Por Redacción
Por el Dr. Alejandro Bonet. - Hace unos pocos años, cuando asumió el Dr. Ricardo Lorenzetti como presidente de la Corte Suprema de Justicia de la Nación, escribí una nota comentando que para mí este hecho significaría un antes y un después para la justicia argentina. Luego del reciente fallo unánime de la Corte en relación al aborto, creo que podría cumplirse mi intuición.
Cuando escribí el artículo en aquel momento me inspiré en la lectura especialmente de dos libros de Lorenzetti, que me parece reflejan un nuevo paradigma, que a su vez se plasma de alguna manera en el reciente fallo. Se trata de “Las normas fundamentales del derecho” y “La teoría de la decisión judicial”.

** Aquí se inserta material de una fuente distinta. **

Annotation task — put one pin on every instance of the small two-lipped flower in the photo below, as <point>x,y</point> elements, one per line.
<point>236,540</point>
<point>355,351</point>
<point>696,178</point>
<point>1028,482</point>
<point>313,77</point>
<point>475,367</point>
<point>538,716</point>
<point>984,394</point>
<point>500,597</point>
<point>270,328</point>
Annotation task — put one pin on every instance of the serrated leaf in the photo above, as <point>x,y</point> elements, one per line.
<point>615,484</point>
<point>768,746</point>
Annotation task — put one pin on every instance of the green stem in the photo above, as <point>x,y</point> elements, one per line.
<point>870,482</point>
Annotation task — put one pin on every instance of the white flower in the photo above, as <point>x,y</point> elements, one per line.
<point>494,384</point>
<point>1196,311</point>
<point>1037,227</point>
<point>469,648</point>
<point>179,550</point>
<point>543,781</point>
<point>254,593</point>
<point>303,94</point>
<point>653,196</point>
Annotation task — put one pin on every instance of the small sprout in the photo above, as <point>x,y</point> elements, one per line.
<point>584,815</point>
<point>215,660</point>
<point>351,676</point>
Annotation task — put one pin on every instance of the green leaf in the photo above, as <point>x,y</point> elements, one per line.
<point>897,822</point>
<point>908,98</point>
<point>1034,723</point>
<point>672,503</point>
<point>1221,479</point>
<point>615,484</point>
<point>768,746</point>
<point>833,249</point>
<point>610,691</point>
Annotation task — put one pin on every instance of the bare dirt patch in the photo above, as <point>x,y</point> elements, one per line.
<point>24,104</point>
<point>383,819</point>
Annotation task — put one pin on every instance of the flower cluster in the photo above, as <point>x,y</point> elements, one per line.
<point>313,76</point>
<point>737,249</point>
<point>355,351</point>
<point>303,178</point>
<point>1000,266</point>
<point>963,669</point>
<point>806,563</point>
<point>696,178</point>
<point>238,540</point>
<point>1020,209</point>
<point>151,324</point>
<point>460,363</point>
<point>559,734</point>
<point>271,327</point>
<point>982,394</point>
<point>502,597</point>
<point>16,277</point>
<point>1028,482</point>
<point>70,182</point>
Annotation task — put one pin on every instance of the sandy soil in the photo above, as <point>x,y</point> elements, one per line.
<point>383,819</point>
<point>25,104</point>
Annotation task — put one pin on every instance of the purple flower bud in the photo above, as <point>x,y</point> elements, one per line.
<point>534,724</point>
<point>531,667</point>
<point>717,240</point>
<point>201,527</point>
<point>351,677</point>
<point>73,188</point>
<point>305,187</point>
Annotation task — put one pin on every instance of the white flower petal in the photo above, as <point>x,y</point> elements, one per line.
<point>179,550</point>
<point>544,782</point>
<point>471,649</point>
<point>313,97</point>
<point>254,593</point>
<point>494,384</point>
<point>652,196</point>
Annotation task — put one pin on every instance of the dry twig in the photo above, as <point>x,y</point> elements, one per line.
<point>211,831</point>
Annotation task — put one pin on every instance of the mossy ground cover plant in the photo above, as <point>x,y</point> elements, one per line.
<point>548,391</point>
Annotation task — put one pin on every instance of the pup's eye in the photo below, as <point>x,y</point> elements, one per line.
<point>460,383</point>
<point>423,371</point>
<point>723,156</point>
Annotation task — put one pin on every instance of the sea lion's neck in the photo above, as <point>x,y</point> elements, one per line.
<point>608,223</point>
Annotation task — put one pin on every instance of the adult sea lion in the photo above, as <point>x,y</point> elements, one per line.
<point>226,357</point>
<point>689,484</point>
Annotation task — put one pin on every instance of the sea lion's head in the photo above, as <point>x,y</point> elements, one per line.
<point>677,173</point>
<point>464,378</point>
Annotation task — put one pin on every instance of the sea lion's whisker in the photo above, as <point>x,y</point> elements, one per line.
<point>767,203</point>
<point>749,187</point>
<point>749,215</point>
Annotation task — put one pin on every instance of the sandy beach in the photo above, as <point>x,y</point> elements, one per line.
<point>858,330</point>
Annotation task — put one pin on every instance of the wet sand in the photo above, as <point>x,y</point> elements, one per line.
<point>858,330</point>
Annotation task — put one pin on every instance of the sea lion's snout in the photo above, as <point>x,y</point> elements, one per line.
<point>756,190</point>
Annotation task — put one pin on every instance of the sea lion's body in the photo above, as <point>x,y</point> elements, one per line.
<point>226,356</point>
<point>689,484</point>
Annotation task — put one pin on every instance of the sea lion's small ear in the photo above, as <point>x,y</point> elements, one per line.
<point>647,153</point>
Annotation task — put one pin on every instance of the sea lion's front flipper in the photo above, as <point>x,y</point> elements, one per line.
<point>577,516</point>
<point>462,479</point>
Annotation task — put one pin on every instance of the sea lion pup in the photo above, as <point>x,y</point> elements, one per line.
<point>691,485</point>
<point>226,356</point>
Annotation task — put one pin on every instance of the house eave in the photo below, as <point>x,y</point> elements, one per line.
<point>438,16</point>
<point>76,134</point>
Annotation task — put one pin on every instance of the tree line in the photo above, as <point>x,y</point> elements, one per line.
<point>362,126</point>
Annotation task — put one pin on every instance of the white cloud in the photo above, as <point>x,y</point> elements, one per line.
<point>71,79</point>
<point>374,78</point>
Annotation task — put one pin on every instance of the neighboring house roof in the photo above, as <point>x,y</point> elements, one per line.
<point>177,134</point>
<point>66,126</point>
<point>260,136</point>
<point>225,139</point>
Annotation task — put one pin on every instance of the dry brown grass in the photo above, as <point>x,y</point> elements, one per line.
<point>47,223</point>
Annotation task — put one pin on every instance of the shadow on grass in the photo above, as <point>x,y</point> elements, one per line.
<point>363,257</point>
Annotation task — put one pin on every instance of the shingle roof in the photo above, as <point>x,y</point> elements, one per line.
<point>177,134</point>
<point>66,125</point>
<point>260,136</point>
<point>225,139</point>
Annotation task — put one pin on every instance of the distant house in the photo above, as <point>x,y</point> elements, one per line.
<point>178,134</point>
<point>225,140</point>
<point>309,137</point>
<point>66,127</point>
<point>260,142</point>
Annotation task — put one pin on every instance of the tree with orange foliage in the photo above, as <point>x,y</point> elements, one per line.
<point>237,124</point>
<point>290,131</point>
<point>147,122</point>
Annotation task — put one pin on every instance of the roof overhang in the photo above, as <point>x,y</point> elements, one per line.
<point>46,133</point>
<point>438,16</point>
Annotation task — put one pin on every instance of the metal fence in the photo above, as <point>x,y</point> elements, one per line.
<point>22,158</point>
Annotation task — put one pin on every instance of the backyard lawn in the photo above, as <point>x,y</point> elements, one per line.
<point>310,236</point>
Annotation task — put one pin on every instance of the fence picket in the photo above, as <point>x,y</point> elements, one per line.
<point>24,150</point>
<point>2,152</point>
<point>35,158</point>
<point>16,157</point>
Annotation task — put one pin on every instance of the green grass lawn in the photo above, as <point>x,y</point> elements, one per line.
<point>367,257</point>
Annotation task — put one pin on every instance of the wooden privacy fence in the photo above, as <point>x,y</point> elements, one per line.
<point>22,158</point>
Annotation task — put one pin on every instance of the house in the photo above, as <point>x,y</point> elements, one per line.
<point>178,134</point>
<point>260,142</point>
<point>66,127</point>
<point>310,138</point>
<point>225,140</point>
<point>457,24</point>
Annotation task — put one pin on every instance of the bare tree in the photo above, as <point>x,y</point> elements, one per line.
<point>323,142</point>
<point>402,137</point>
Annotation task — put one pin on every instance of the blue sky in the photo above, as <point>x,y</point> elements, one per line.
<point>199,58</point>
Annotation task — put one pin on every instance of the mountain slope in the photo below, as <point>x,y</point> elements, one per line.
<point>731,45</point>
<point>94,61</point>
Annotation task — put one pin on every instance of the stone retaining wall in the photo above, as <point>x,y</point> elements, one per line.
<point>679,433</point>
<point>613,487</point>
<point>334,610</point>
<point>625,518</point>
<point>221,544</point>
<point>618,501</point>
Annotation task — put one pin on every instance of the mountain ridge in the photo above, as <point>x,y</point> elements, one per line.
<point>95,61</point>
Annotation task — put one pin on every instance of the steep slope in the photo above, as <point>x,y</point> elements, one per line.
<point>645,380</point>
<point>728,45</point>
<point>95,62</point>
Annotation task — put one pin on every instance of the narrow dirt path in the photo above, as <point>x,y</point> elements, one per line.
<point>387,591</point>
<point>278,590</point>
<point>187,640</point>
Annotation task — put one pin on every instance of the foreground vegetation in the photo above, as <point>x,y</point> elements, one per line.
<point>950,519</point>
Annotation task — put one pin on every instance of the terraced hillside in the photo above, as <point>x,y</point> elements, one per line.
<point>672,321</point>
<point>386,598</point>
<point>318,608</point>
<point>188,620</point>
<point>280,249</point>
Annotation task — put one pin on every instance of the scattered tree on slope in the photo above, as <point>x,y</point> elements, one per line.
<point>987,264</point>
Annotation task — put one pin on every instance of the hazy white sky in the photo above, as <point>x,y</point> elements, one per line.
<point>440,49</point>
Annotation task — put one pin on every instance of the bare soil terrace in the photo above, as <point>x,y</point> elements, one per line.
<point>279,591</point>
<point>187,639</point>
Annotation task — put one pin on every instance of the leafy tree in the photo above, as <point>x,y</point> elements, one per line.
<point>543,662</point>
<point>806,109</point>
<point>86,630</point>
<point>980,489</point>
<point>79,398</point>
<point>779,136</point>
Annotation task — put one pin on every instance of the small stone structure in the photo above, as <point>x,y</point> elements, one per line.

Al libro “Las normas fundamentales del derecho” lo leí cuando trabajaba en el estudio del Dr. Lorenzetti, apenas fue publicado, en abril de 1995. Me había quedado fascinado por la profundidad de sus análisis y por la actualidad de sus planteamientos. Me parecía algo nuevo en relación a lo que hasta ese momento había conocido en el ámbito del derecho, y además me ayudó a tomar conciencia de la situación en que se encontraba el debate jurídico contemporáneo, ya que tenía una elaboración muy original y entraba en debate con todos los paradigmas vigentes en la comprensión del derecho y a su vez proponía vías de salida a situaciones conflictivas que se dan en los más diversos temas frente a los cuales se encuentra el hombre contemporáneo.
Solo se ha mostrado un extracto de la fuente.